On Jobs, Life and Cooking

Sep 29, 2009 10:44

Well its now been 8 days since I have been unemployed, the first couple of days I was in a bit of shock about the whole thing, but given the fact that I absolutley couldn't stand what I was doing I'm currently in two frames of mind about how things are.

1.) Happier, in some ways,  relaxed that I didn't have to go do something that I disliked in an environment that to my mind was nuts, totally reactive mill turning where you weren't really, well I wasn't, kept abreast of what was happening.

2.) Stressed and tired. I'm not sleeping all that well at the moment as well, I have never really not had a job - generally I've always had 2 or 3. Its a bit odd for me. I've always stood on my own two feet on the job (and life) front and worked. Paid my, and often other peoples way, and I am painfully aware that if I don't get something, anything, sorted within the next few weeks then I am going to, partly due to my previous placements inability to deal with (OK I'll call myself - unruley) staff & give proper training, my (much to my annoyance) laxness in noticing something (and not being able to get my head around how they seemed to want me/temps in general to work) be reliant on the pitiful amount that I will get from job seekers allowance and have to be a burden on someone else's finances.

The real main problem that I can see with this, if, and this is an if, I get the full amount of JSA this will only just cover what I currently have going out in previous debts. I'm really quite worried about this.

Mostly thought its the 2nd point I feel particularly terrible about, having to burden someone else due to my inability to have a job, I feel pretty wretched about not having a job, yet attending a fair few interviews.

Part of the problem is that I really am lacking any real enthusiam about what I want to do. One of the interview feedbacks was that they weren't sure that I was committed to a career in HR as I said that I wasn't sure what area of HR I wanted to go into. Which I thought was a fair comment, apparently not.
I've never really known what I want to do in life, I've got a few ideas but nothing perm and I've always prefered to have a go at differnt things to try and narrow this down.
I am also aware that I would be a lot better if I did have something that I could aim for as I am getting frustrated at myself at the moment as I kind of see it that I don't want to totally focus training on something to find that you can't get a job in that area. This is really daft I know but untill I can get my head out of that track then I don't think that I am going to get very far fast.

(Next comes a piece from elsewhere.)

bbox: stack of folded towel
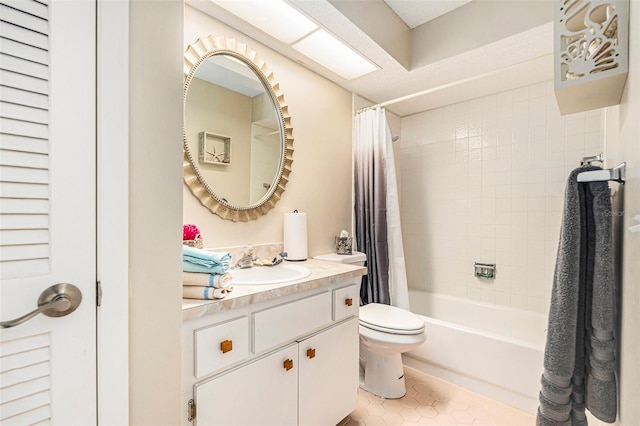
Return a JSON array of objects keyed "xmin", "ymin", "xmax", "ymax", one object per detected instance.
[{"xmin": 182, "ymin": 245, "xmax": 234, "ymax": 300}]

From my job at BNS I did enjoy organisnig things, but I mostly enjoyed supporting the graduates with thier problems either in terms of day to day within the company or otherwise. I quite like training as its about development and expolration.
I've thought about going down the careers advising/counselling route and think that I might have to ask around a bit more at the job centre or where you go and ask about such things. I've looked into volutneering say at the samaritans as I thought that it might be good exposure and training for a taste of that sort of thing. Only problem that I forsee with that the moment is I'm not sure if I am emotianally upto it, I'm at a bit of a low at the moment and that generally involves me trying to hide from the world. I' know that I am not really much fun to be around when I am like this.

But away from HR I like a potentially long term idea of opening a cafe somewhere that sells fuds, contenental beer and possibly has a couple of rooms to hire. Far fetched dream potentially but I like the idea of running my own business, catering and hotels is something that I know. I don't think that I will ever get used to office politics myself.

Upsides on the not having a job is that the flat is very clean and I am enjoying getting around to doing some cooking, also self managing myself - I've set my job hunt up like I would be if I were working. So its good to know that I can organise and plan my own time & workload. After the last job I was starting to think that I was completly useless and incapable.

Anyways thats probably enough self indulgance and I ought to get back to checking every online job recruiter under the sun to see what might be out there... At least there are some potental jobs that  I can apply for, I appreciate that there are some people out there that aren't even that lucky.

Back to it, possibly after a biscuit and a cup of tea thou..... tally ho!